Foto: Beto Albert (Diário)


Bacharel em Direito, Patrícia estava no oitavo mês de gestação quando a tragédia ocorreu e Joana acabou nascendo prematura, em março de 2013. Ela e João estavam casados há menos de um ano, após uma década de namoro. 


– Na verdade, fui dar conta do que realmente tinha ocorrido muito tempo depois. Eram muitas coisas para processar ao mesmo tempo. Eu perdi o marido, meus sogros perderam o filho, mas ganharam uma neta. Levei pelo menos quatro anos para me reorganizar.


A gestação de Patrícia não foi fácil, segundo ela. Por isso, ela não trabalhava na época. João era o principal responsável pelo sustento do lar. Com a tragédia e por João ser funcionário com carteira assinada, a família recebe, até hoje, a quantia de um salário mínimo pela pensão por morte.


– Desde aquele momento, recebemos ajuda de muita gente. Temos uma rede apoio, principalmente dos avós paternos da Joana. 


Ainda em 2013, advogada Cristina Meira entrou com duas ações na Justiça: a primeira para o recebimento das parcelas rescisórias, cerca de R$ 8 mil na época. Após um acordo, esse valor foi recebido em 2015. Já a segunda ação indenizatória trabalhista pelo acidente de trabalho que resultou em morte, hoje cotada em R$ 2,5 milhões, nunca foi recebida.

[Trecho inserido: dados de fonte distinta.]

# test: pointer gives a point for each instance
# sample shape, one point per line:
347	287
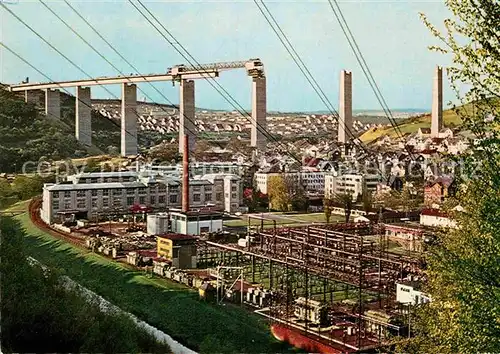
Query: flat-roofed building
98	193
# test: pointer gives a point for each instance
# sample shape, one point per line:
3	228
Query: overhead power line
212	81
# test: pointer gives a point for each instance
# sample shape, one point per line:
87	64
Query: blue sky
389	33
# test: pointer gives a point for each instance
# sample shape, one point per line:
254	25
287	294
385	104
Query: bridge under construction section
183	74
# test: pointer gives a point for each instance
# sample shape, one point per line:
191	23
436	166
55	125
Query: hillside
28	136
411	125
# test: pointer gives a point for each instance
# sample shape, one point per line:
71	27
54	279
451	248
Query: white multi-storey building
354	184
91	193
312	181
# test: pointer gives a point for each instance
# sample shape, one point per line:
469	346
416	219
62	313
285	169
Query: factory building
89	194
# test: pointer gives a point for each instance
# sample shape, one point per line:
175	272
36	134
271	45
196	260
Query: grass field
171	307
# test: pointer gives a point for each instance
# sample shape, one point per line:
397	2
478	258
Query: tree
299	200
464	264
279	197
6	193
344	200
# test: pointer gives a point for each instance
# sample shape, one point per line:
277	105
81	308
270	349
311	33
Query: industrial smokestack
185	175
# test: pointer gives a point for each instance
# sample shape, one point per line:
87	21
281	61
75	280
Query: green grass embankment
170	307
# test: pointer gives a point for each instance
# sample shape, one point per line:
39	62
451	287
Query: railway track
34	211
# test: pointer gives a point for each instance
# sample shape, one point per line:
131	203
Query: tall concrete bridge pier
183	74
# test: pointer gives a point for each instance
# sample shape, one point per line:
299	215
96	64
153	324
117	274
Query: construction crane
254	68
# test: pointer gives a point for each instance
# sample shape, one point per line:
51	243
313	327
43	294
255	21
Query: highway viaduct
183	74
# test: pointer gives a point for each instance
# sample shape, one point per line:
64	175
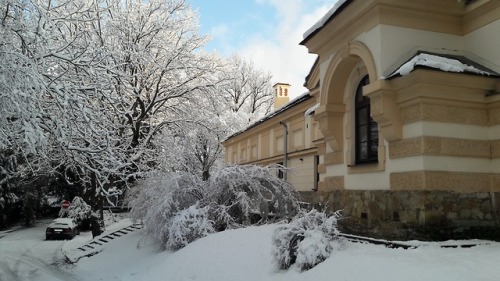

– Ele era funcionário, tinha a carteira assinada, estava trabalhando no momento em que tudo ocorreu. Não há o que discutir em relação à ação trabalhista. Pensei que esse processo andaria mais rápido, mas até hoje não conseguimos receber nada desse valor – afirma Patrícia.


Por mais de uma década, a família aguarda pelo pagamento das verbas indenizatórias. Agora, por meio da Lei da Falência, o pedido indenizatório é de 150 salários mínimos - o equivalente a um pouco mais de R$ 211 mil, referentes aos créditos de origem trabalhista, que são prioridades na ordem de pagamentos.


– Eu achei que isso seria mais rápido, que os trâmites judiciais seriam seguidos como deve ser. Mas muitas coisas aconteceram no meio do caminho, muita informação desencontrada... eu sei que tem uma sentença do processo indenizatório em um valor bem expressivo, mas não sei dizer quando a gente vai receber, e se vamos receber.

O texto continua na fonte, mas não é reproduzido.